Só em Lisboa, a melhor cidade do mundo

e onde este mesmo mundo se encontra

e as línguas se cruzam despreocupadas,

para dar vida à vida que esta vida merece.

06
Jan17

Uma vitrine de recordações (2017-01-04)


canetadapoesia

 

 

Olhei-a de longe,

fui-me aproximando,

ali estava um armário repleto de coisas

que só a memória sabia.

Uma vitrine de recordações,

eram tantas que já nem se sabia

o que cada uma representava,

mas eram sem dúvida as recordações de uma vida.

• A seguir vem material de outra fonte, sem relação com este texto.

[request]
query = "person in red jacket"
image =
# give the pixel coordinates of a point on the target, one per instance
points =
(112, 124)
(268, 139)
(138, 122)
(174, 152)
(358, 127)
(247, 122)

Uma coisinha daqui outra de acolá,

foram-se amontoando na vitrine,

cada uma com uma estória,

cada uma com algo para contar,

cada uma parte de uma vida,

que se foi enchendo de coisinhas.

Objectos variados,

cachimbos e outros artefactos,

de todos os pontos cardeais

por onde esta vida foi passando e,

com a paciência que ela encerra,

foram-se aglomerando em prateleiras,

cheias de coisinhas que enchem uma vida.

05
Jan17

É a bola, é a bola (2016-12-10)


canetadapoesia

 

 

Gritam e levantam-se aos berros,

foi mão, foi falta, foi…

e nem sequer são árbitros,

e nem sequer são jogadores,

nunca o foram, nunca o serão,

mas a teoria do que deve ser está toda presente!

Gritam e gesticulam,

espantam o espectro de tudo o que,

de assombro os assola.

É a bola, é a bola,

e é redonda e pontapeada,

agredida por todos os jogadores,

espezinhada na mesma grandeza,

e no entanto, é a bola, é a bola.

Entusiasmo de tantos,

espanta espíritos, afasta tristezas,

eu sei lá que mais,

que mais poderei acrescentar a esta coisa?

É a bola, é a bola,

E gritam e gesticulam,

no evento de mais um chuto certeiro

…quase!

Ainda não foi desta,

mas será na próxima certamente,

um dia será um chuto em cheio.

Quem sabe?

É a bola, é a bola.

04
Jan17

Vinte minutos (2016-12-12)


canetadapoesia

 

 

O tempo que é escasso e,

mesmo agora que o tenho quase todo para mim,

reservando uma parte às minhas reais Princesas,

ainda assim não me chega,

para encher esta alma ávida.

Mas vinte minutos são suficientes,

para de casa me dirigir ao coração de Lisboa,

esta cidade de encantos mil.

Nesse trajecto sob a terra,

de comboio feito e metro denominado,

vejo com estes olhos todo um mundo.

Abro-os de espanto pelas pessoas,

que entram,

que saem,

que sorriem ou não,

mas que se misturam,

nesta amálgama de cores e diversidades

que só Lisboa permite que existam em si.

03
Jan17

Passaste por mim no Rossio (2016-12-23)


canetadapoesia

 

 

Algaraviavas alegremente

quando por mim passaste no Rossio.

Descontraída e com o à vontade

de quem irradia felicidade por todos os poros do corpo,

e passaste por mim, no Rossio.

Do teu corpo esbelto se soltam os aromas

de um subtil perfume,

que encheu o ar e me despertou a alma.

Nem me viste, não me olhaste sequer,

mas eu penetrei vibrantemente

na felicidade que espalhavas e,

mesmo sem te tocar,

senti-te em mim,

como a mulher de sonho que eras.

02
Jan17

À minha volta (2016-12-24)


canetadapoesia

 

 

Era um mar revolto de folhas secas

das árvores que se detinham no tempo.

Atapetava o chão que se pisava,

rodopiavam, e volteavam no ar

com as pequenas rajadas

de um vento de inverno

e à minha volta,

eram folhas e mais folhas.

Ainda que o mundo rodasse

e em volta do sol dançasse,

ali eram só folhas

que à minha vista dançavam.

Por uns leves minutos,

nada mais importava porque,

o meu mundo estava ali

com todo o esplendor do universo

só porque à minha volta,

eram só folhas dançantes.

01
Jan17

Quente e frio (2016-12-25)


canetadapoesia

 

 

Como o sol que me aquece

e o inverno que me vai arrefecendo,

assim está este nosso mundo.

Umas vezes demasiado frio,

sem o calor que os humanos,

na sua suprema forma de sentir,

lhe imprimem com amor,

outras vezes quente,

demasiado quente,

com o calor da discórdia sem fim

que por ele se arrastam e o arrasam!

E as crianças Senhor?

Que mal fizeram ao mundo?

Que mal nos fizeram para merecerem tamanho castigo?